05/03/2012 par Julien Théron
Pendant que l’attention internationale se focalise sur la répression en Syrie et le programme nucléaire iranien, un des pires conflits contemporains perdure, loin de toute couverture médiatique, malgré un nombre de mort estimé de 350 à 500 000. Le théâtre de ce conflit est la Somalie mais l’Érythrée, l’Éthiopie et le Kenya en sont acteurs, parmi de nombreux autres. Car au nom de la stabilité régionale, de la lutte contre le terrorisme ou contre le piratage maritime, les ingérences régionales et internationales y vont bon train.
De nombreuses forces en présence sur le terrain
Dans cette région du monde s’affrontent depuis 23 ans des forces locales antagoniques, souvent claniques. L’absence de loi étatique caractérise ce pays, un coude de terre sectionné en différentes entités régionales régies par différentes autorités en confrontation permanente. Le gouvernement fédéral de transition (TFG) ne gouverne en effet qu’une toute petite partie du territoire, au centre/nord du pays et dans la capitale, Mogadiscio.
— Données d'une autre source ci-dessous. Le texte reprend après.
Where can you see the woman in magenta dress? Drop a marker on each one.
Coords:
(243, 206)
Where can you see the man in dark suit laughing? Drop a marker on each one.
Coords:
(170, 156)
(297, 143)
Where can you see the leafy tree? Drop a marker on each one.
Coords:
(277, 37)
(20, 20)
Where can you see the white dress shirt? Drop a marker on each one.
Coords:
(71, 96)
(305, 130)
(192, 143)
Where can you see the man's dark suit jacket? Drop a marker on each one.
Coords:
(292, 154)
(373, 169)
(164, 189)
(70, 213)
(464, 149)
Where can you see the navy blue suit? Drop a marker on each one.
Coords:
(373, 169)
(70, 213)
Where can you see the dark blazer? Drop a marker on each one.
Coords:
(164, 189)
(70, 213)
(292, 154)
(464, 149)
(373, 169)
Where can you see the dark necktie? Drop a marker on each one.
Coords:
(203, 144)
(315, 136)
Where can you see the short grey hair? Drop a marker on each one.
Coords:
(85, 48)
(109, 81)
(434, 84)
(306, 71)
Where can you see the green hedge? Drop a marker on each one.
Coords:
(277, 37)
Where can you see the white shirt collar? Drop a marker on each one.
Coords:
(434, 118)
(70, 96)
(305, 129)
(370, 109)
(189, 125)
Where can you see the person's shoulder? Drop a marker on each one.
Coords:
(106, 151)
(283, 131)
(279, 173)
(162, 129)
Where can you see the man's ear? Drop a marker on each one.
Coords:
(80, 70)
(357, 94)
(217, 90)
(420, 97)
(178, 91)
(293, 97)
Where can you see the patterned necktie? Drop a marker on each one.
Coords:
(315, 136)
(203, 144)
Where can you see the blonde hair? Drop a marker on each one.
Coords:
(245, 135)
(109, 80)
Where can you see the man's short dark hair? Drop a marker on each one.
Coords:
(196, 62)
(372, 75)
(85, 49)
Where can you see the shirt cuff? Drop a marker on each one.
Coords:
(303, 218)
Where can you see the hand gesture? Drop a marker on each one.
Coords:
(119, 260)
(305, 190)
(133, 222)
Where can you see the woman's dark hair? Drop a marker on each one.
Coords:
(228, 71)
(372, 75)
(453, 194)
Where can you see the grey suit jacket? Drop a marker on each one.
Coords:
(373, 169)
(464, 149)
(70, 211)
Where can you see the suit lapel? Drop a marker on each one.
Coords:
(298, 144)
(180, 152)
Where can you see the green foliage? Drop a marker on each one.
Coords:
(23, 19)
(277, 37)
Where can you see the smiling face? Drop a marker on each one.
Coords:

Le centre/sud du pays est contrôlé par une alliance de milices armées, plus ou moins autonomes, réunies par l’Union des tribunaux islamiques et nommées Shabaab (« jeunesse », en arabe, pour Harakat al Shabaab al Mujahidin). Ces milices, motivées par l’instauration d’un régime théocratique islamique aurait accueilli des combattants étrangers, notamment du Yémen, d’Arabie saoudite, du Soudan, du Pakistan ou encore d’Afghanistan.
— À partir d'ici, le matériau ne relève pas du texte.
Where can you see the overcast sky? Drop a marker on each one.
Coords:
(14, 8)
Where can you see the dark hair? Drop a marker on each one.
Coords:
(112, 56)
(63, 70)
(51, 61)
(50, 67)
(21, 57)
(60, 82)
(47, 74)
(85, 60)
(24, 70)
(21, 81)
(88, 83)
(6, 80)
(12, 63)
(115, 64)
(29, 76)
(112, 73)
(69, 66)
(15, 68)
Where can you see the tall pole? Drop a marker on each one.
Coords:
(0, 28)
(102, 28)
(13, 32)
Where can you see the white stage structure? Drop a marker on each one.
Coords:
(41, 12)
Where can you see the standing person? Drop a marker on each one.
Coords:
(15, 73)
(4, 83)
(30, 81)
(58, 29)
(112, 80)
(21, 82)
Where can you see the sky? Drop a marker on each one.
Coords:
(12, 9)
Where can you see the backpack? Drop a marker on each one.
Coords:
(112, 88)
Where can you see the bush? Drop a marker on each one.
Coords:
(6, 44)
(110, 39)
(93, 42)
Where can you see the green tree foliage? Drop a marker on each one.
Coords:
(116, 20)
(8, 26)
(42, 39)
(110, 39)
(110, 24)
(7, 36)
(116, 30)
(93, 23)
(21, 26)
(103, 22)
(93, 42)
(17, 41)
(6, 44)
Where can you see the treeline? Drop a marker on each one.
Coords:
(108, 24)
Dans le sud somalien, les troupes kenyanes mènent depuis 2011 l’opération Linda Nchi (« protéger le pays », en swahili) contre les Shabaabs, opération qui s’installe dans la durée. Dans l’ouest, l’Éthiopie a suivi le déploiement des troupes kényanes un mois plus tard en lançant également une opération armée. Elle est appuyée par des forces blindées et dirigée également contre les Shabaabs.
De leur côté les troupes de maintien de la paix de la Mission de l’Union africaine en Somalie (AMISOM), sous mandat onusien, ont récemment été portées de 12 à plus de 17 000, et sont pour l’heure essentiellement composées de soldats burundais et ougandais. L’AMISOM a pour but la protection du TFG et des infrastructures stratégiques du pays.
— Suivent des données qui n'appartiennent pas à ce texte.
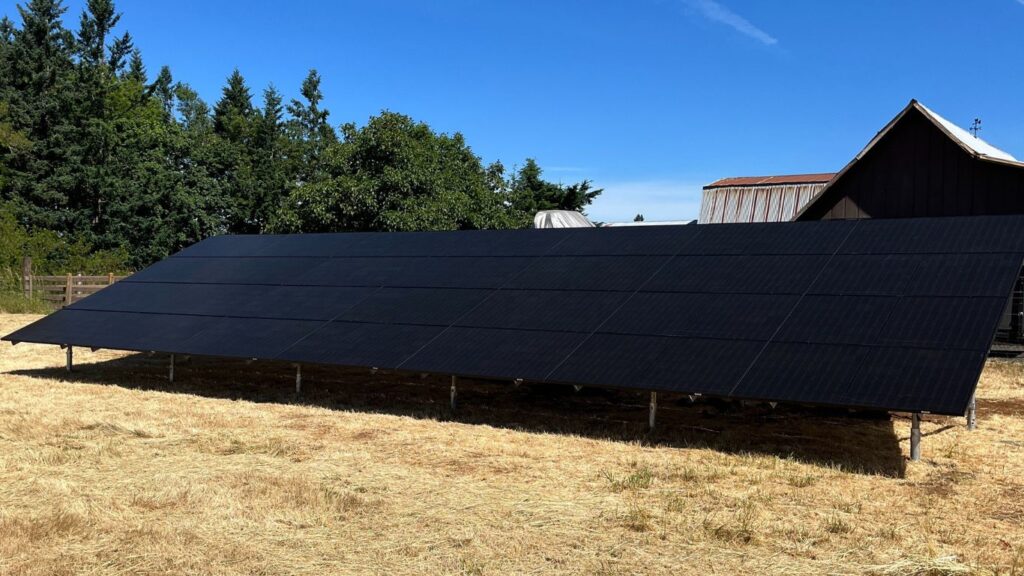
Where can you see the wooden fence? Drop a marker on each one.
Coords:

Enfin, alors que dans le nord s’autonomisent et s’affrontent militairement deux grands territoires sécessionnistes (Puntland et Somaliland), des bandes de pirates sévissent également sur les deux façades maritimes du pays (mer Rouge, océan Indien), combattues par une force maritime internationale, composite et informelle, le SHADE (Shared awareness and deconfliction).
Implication de toute la corne africaine
Au niveau régional, le conflit est souvent considéré comme un transfert des rivalités chroniques entre l’Érythrée et l’Éthiopie. La première, indépendante de la seconde depuis 1991 après trente ans de guerre civile, soutiendrait les Shabaabs financièrement et logistiquement. L’Érythrée est perçue comme le mouton noir de la corne de l’Afrique : le Kenya l’accusant de procurer des armes aux milices islamistes et des escarmouches ont été provoquées en 2008 à sa frontière avec Djibouti. Asmara a été condamné par la résolution 1907 du Conseil de sécurité en 2009, présentée par l’Ouganda, exigeant notamment de l’Érythrée « qu’elle cesse d’armer, d’entraîner et d’équiper les groupes armés et leurs membres, dont Al Shabaab ».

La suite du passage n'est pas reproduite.